The vendor response was real: on March 27, 2026, OpenClawd (the managed-hosting vendor) shipped automated skill vetting — static analysis plus behavioral testing before a skill activates — verified installer sourcing, and runtime sandboxing that auto-blocks skills flagged for network exfiltration, prompt injection, or credential exposure. Treat that as the floor, not the ceiling. Before your planner gets autonomy: run the latest patched version, don’t expose the instance to the internet, vet every skill as if the audit numbers were current, and isolate the runtime from your real credentials. The step-by-step version is our OpenClaw hardening guide — read it before the first unattended run, not after. To be fair to both sides of the table: these incidents are OpenClaw/ClawHub-specific; Hermes has its own agentskills.io skill ecosystem, which was not documented as compromised in the sources we reviewed.

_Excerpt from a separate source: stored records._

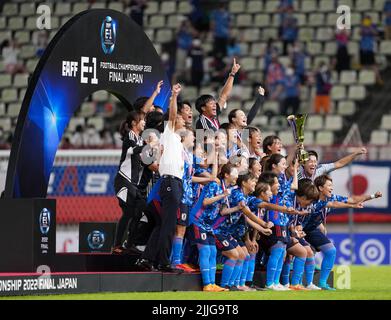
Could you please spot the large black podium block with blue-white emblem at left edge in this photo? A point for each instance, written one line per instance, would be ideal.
(27, 234)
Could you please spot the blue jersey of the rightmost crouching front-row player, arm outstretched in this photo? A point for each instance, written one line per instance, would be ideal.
(319, 212)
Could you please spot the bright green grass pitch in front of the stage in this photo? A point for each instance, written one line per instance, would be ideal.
(372, 283)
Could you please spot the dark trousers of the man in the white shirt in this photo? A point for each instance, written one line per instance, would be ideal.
(159, 245)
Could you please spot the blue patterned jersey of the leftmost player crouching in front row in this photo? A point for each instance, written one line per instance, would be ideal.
(204, 217)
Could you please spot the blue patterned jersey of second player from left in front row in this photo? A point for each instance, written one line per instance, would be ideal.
(226, 224)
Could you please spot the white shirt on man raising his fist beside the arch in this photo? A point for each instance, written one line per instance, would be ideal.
(172, 160)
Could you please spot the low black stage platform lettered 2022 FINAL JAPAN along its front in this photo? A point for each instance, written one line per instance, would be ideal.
(94, 273)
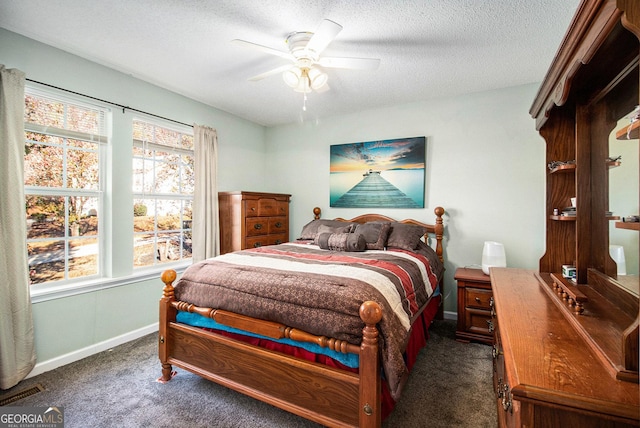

"By default the agent runs as your user with access to your home directory, SSH keys, and any cloud credentials on the box. Prompt injection from a fetched web page or a file in the repo can turn a benign task into `rm -rf` or a key exfiltration attempt. Isolation is not optional for an autonomous agent."— Lushbinary editorial team, Claude Fable 5 + Hermes Agent Setup Guide
09 — ConclusionOne config key between you and a halved agent bill.
Put the expensive model where judgment lives, and meter everything else.
The pattern is small enough to ship this afternoon. In Hermes: primary model claude-fable-5, cost and outage routing via fallback_provider, and let the memory and skills layers turn each expensive plan into a reusable asset. In OpenClaw: model.primary for the brain, agents.defaults.subagents.model for the hands, and heartbeat.model so background pings never touch the metered model.
The math holds at any scale that matters: the same task at $4.50 on Fable 5 or $2.25 on Opus 4.8, with caching pulling the cached input share down by 90% — and the planner split shrinking the expensive model’s footprint to the plan and the review pass. With included usage ending July 7 and metering starting July 8, the teams that set this split now will barely notice the cliff; everyone else finds out from an invoice.
And the order of operations is non-negotiable: harden first, autonomy second. A marketplace that measured ~12% malicious, a CVSS 8.8 one-click RCE, and 30,000+ exposed instances are not reasons to skip the pattern — they’re reasons to treat isolation and skill vetting as step zero of it. The planner brain is only as trustworthy as the body you give it.